I don't understand, it should be pretty easy. A rolling average with BigDecimal would probably be sufficient but a scientific lib might be better for a rolling average or more than a hundred million numbers.
The difficulty is creating the fastest implementation. If you look at the results of the submissions so far you’ll see a big difference in duration, between 11 seconds and more than 4 minutes.
11 seconds seems pretty impressive for a 12Gb file. Would be interesting to know what programming language could do it faster. For a database comparison you’d probably want to include loading the data into your database for a fair comparrison.
That's strange, you should be able to stream the file right into a tiny perl executable at the same speed as the bottlenecking hardware. The kernel will take care of all the logistics. You're probably trying to do too much explicitly. Just use a pipe. Perl should be done before Jit completes.
Using cat to redirect the file to /dev/null takes 18s on my machine (a low-end NUC). Just running a noop on the file in Perl (ie. feeding it into a `while (<>)` loop but not acting on the contents) takes ~2 minutes.

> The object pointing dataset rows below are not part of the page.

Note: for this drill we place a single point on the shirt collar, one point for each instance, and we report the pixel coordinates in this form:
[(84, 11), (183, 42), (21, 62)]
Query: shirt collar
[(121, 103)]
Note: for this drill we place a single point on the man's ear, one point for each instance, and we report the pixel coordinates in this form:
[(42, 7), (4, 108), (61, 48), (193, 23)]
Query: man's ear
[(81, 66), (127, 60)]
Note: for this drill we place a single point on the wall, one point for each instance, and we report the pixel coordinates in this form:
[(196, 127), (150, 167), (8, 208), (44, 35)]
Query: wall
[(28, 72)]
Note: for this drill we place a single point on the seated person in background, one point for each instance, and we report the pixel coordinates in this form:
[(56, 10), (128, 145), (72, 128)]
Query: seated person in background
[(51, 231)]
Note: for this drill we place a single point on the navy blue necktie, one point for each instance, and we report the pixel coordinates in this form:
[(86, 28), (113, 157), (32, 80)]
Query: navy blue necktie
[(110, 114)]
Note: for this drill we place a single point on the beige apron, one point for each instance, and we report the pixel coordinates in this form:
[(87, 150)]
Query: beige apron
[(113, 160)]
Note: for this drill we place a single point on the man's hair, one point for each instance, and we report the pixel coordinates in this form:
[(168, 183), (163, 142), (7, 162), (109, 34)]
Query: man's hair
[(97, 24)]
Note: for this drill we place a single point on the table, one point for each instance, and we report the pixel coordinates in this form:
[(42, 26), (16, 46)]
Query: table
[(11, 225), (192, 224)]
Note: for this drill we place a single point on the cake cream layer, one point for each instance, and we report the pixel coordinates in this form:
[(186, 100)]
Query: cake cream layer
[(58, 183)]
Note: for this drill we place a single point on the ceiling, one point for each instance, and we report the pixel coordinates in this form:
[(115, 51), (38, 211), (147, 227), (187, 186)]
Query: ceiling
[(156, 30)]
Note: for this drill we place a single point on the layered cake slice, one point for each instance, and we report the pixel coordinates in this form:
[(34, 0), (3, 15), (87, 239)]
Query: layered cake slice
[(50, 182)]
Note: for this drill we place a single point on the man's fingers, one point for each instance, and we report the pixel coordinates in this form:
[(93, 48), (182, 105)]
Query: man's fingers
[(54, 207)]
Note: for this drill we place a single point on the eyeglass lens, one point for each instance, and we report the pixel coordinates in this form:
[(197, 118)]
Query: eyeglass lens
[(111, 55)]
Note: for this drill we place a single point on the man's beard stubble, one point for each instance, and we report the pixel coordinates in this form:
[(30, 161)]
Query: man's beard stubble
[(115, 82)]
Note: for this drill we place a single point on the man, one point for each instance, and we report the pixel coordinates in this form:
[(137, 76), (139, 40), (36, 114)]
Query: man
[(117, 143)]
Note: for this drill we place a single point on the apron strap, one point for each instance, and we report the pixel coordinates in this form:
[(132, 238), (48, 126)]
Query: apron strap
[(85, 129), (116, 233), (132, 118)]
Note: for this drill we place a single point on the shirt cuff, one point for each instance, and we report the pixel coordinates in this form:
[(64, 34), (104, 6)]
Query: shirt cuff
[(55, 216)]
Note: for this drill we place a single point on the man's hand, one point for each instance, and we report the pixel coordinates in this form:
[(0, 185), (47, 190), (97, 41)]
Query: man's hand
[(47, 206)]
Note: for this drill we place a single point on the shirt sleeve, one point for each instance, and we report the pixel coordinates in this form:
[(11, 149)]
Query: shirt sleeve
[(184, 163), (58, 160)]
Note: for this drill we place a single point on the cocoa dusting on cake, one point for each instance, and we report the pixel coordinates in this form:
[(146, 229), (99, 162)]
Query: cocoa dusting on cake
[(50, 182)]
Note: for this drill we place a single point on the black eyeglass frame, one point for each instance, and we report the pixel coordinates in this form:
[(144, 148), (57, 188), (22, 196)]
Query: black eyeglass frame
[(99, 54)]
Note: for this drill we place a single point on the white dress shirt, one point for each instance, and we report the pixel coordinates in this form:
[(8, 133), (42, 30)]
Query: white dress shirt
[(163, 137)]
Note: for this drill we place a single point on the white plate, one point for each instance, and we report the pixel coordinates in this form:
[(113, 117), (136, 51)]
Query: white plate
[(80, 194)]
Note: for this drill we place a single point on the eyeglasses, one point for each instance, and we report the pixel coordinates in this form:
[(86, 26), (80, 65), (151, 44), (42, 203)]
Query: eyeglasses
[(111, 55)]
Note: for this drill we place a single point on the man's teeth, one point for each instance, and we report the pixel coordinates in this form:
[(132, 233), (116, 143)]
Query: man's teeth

Why are you using cat at all? Use a pipe. This isn't hard stuff. Don't use <>, feed the file into a scalar or array. it should only take a few seconds to process a billion lines.
It's really not. We're talking about gigahertz CPUs and likely solid state storage that can stream many gb/s.. running through a perl script. There really isn't much that is faster than that.
11 seconds seems pretty impressive for a 12Gb file. Would be interesting to know what programming language could do it faster. For a database comparison you’d probably want to include loading the data into your database for a fair comparrison.